Compiler Output (obj/cubin) — This sets the output as an .obj or a .cubin file. The default setting is $(IntDir)%(Filename)%(Extension).obj.
Additional Include Directories — This option allows you to list at least one additional directory to add to the include path. If you have more than one, use a semicolon to separate them.
Use Host Include Directories — This option specifies whether or not to use the additional include directories that are used by the host compiler for device code.
Keep Preprocessed Files — This option allows you to choose whether or not the preprocessor files generated by the CUDA compiler (for example, .ptx, .cubin, .cudafe1.c, etc.) will be deleted.
Keep Directory — This option sets the path the directory where the preprocessor files generated by the CUDA compiler will be kept.
Generate Relocatable Device Code — This setting chooses whether or not to compile the input file into an object file that contains relocatable device code.
NVCC Compilation Type — This option sets your desired output of NVCC compilation. Choices here include the following:
- Generate hybrid object file (--compile)
- Generate hybrid .c file (-cuda)
- Generate .gpu file (-gpu)
- Generate .cubin file (-cubin)
- Generate .ptx file (-ptx)
CUDA Runtime — This option allows you to specify the type of CUDA runtime library to be used. The choices here include the following:
- No CUDA runtime library (-cudart none)
- Shared/dynamic CUDA runtime library (-cudart shared)
- Static CUDA runtime library (-cudart static)

Device

On the Device page, you can configure the following options:

C interleaved in PTXAS Output — This setting chooses whether or not to insert source code into generated PTX.
Code Generation — This option specifies the names of the NVIDIA GPU architectures to generate code for. If you click Edit from the drop-down menu, the following pop-up appears:

If you edit this field, the correct syntax to use is [arch],[code] (for example, compute_80,sm_80). If the selected NVCC Compilation Type is compile, then multiple arch/code pairs may be listed, separated by a semicolon (for example, compute_70,sm_70;compute_75,sm_75).
Generate GPU Debug Information — This setting selects whether or not GPU debugging information is generated by the CUDA compiler.
Generate Line Number Information — This option chooses whether or not to generate line number information for device code. If Generate GPU Debug Information is on (-G), line information (-lineinfo) is automatically generated as well.
Max Used Register — This option specifies the maximum amount of registers that GPU functions can use.
Verbose PTXAS Output — This option selects whether or not to use verbose PTXAS output.
Split Compilation — The Split Compilation NVCC option specifies the upper bound for the number of threads the compiler is allowed to use for parallel compilation. With split compilation, the compiler breaks up your code into groups of kernels that it compiles and optimizes in parallel to speed up compile time.

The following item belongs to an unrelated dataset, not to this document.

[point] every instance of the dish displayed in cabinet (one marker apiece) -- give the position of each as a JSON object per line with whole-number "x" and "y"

Split-compilation can be set to:
- Default: The --split-compile argument is not passed to the compiler and split compilation is disabled (equivalent to --split-compile=1).
- Max threads (–split-compile=0): The compiler automatically manages the maximum number of threads to use based on your software/hardware configuration.
- Max threads (extended) (–split-compile-extended=0): The compiler automatically manages the maximum number of threads to use based on your software/hardware configuration.
- Custom (–split-compile=): Uses the ‘Number of split compilation threads’ property field to specify a custom upper bound value for the number of compiler threads.
- Custom (extended) (–split-compile-extended=): Uses the ‘Number of split compilation threads’ property field to specify a custom upper bound value for the number of compiler threads.

Note

The value specified in “Number of split compilation threads” is ignored unless split compilation is set to “Custom” or “Custom (extended)”.
Setting split compilation to “Custom” or “Custom (extended)” and not providing a value for “Number of split compilation threads” results in a build error with the following text: Invalid command line switch for "". The parameter "SplitCompile" requires missing parameter "SplitCompileCustomThreads" to be set.

Host

On the Host page, you can configure the following options:

Additional Compiler Options — This setting lists additional host compiler options that are not supported by the host’s project properties.
Preprocessor Definitions — This option allows you to list preprocessor defines.
Use Host Preprocessor Definitions — This option selects whether or not to use the defines that were used by the host compiler for device code.
Emulation — This option specifies whether or not to generate emulated code.
Generate Host Debug Information — This option specifies whether or not the host debugging information will be generated by the CUDA compiler.
Use Fast Math — This option selects whether or not to make use of the fast math library.
Optimization — This field selects the option for code optimization. Available choices include the following:
- <inherit from host>
- Disabled (/Od)
- Minimize Size (/O1)
- Maximize Speed (/O2)
- Full Optimization (/Ox)
Runtime Library — This field selects the runtime library to use for linking. Available choices include the following:
- <inherit from host>
- Multi-Threaded (/Mt)
- Multi-Threaded Debug (/Mtd)
- Multi-Threaded DLL (/MD)
- Multi-Threaded Debug DLL (/MDd)
- Single-Threaded (/ML)
- Single-Threaded Debug (/MLd)
Basic Runtime Checks — This field performs basic runtime error checks, incompatible with any optimization type other than debug. Available choices include the following:
- <inherit from host>
- Default
- Stack Frames (/RTCs)
- Uninitialized Variables (/RTCu)
- Both (/RTC1)
Enable Run-Time Type Info — This option chooses whether or not to add code for checking C++ object types at run time.
Warning Level — This option selects how strictly you want the compiler to be when checking for potentially suspect constructs. Available choices here include:
- <inherit from host>
- Off: Turn Off All Warnings (/W0)
- Level 1 (/W1)
- Level 2 (/W2)
- Level 3 (/W3)
- Level 4 (/W4)
- Enable All Warnings (/Wall)

Command Line

The Command Line page shows the approximate command line parameters, given the settings you’ve chosen.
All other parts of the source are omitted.